Je remarquai alors, dans un mouvement furtif, que Melios et Erina avaient disparu. Je n'avais pas besoin de regarder trop longtemps pour comprendre qu'Erina ne mangeait jamais à la cantine comme les autres. Peut-être craignait-elle un empoisonnement, même involontaire, de la part des serveuses. Elle semblait toujours éviter tout risque.

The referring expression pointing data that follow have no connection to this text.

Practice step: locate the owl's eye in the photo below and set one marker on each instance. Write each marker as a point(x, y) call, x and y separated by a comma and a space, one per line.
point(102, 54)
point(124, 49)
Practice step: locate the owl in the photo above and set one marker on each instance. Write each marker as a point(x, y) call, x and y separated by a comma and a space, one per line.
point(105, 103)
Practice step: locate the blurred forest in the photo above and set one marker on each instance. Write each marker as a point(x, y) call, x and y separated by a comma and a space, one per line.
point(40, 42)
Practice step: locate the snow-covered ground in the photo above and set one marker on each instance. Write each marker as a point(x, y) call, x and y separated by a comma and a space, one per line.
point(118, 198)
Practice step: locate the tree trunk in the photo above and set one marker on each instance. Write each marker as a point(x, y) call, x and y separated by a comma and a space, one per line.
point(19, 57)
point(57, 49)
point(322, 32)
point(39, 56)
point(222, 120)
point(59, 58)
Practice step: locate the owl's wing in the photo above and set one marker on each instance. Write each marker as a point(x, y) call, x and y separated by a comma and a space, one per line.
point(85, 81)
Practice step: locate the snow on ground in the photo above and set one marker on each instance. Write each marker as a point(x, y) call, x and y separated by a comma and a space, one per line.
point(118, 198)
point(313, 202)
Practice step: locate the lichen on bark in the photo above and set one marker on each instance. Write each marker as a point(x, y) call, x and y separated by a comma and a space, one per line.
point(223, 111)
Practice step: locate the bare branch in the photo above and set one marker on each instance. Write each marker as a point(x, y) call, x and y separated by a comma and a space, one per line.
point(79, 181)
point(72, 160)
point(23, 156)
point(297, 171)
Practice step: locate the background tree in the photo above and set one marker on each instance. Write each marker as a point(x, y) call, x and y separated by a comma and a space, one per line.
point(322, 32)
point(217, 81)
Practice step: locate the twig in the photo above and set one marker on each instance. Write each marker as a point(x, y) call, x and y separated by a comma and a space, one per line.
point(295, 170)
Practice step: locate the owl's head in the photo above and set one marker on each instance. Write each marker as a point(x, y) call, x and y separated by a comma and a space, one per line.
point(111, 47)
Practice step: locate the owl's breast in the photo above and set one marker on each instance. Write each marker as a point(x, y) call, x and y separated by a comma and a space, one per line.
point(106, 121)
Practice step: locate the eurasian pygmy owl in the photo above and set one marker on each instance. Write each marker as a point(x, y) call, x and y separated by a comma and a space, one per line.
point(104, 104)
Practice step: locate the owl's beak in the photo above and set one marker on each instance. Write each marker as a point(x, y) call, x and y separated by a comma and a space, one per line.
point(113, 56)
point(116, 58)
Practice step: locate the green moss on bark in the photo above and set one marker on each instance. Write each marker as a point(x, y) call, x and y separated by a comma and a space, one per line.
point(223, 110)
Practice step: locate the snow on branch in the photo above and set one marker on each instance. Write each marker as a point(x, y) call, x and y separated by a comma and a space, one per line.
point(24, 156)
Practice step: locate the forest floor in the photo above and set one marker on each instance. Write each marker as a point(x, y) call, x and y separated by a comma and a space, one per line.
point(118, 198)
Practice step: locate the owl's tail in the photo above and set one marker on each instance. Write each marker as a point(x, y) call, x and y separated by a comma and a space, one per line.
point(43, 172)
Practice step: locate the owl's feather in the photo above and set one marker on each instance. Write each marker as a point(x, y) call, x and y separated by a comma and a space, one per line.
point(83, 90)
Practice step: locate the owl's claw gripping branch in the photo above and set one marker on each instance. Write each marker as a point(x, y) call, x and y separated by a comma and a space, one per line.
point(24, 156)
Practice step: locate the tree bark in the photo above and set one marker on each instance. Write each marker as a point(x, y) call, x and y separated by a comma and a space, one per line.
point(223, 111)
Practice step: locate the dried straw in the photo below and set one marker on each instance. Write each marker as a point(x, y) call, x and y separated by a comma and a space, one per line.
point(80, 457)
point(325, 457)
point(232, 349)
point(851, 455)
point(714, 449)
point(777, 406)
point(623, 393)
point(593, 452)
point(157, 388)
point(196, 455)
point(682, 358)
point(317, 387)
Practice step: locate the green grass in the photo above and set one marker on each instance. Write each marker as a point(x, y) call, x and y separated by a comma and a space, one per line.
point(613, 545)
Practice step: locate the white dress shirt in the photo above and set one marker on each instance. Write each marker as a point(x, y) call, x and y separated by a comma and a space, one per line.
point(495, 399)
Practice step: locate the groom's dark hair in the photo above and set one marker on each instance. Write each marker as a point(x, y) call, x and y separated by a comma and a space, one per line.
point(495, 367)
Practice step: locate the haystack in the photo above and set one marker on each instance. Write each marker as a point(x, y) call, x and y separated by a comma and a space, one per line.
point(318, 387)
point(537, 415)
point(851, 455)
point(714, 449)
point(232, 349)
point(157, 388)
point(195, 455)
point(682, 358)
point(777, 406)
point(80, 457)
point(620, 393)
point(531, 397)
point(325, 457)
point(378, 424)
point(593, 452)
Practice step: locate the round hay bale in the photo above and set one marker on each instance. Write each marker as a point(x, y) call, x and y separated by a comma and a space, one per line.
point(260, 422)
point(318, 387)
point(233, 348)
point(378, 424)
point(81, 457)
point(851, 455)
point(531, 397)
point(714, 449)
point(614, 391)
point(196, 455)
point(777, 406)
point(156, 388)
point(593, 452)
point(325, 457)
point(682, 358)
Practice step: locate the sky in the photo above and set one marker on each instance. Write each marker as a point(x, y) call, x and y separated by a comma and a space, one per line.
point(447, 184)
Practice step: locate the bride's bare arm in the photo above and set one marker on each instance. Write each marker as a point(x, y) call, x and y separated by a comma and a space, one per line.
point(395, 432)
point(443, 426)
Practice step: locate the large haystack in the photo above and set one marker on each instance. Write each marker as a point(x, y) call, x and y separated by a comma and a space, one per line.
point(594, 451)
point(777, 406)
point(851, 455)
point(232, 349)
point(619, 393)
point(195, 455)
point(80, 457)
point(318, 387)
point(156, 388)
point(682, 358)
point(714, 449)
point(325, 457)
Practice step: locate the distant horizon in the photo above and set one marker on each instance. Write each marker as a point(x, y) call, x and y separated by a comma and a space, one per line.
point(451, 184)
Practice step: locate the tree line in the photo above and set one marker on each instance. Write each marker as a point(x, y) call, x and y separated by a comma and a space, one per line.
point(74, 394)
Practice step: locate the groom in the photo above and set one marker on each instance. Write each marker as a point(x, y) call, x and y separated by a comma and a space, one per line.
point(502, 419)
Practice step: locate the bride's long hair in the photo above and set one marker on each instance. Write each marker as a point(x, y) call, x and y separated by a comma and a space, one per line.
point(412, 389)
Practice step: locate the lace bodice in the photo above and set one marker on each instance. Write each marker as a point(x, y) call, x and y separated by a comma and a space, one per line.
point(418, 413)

À la cantine, l'odeur alléchante de sandwichs au jambon flottait dans l'air, faisant saliver ceux d'entre nous qui n'avaient pas eu le temps de manger.

"Un parfait petit déjeuner," lança Kaiser, tout content, son sourire illuminant son visage. Les élèves se bousculaient pour être servis en premier, mais les serveuses, avec leur caractère bien trempé, avaient l'habitude de gérer ces foules avec une efficacité redoutable. Finalement, nous avions nos plats et nous nous installions à notre place habituelle.

Un Metaryon lança à Sorey, une fois de plus : "Hey, créature inférieure, il a l'air bon ton sandwich."

"Et c'est reparti, il va encore se faire harceler," dit Yoko, attentive aux moindres détails.

"Tu as déjà eu ta part, foutu le camp," répliqua Sorey, tout en manipulant son verre de jus d'un air détaché.

"Tu sais, en tant que créature descendante des dieux, tu nous dois du respect," rétorqua le Metaryon, insistant lourdement sur les mots.

"Descendant des dieux, ou alors d'extraterrestres intelligents… Mais bon, quand on te regarde, on comprend qu'il y a des ratés dans leur lignée," répliqua Keldo, lançant une pique qui fit immédiatement réagir la table. Certains d'entre nous retinrent à peine un rire, tandis que le Metaryon devenait rouge de colère.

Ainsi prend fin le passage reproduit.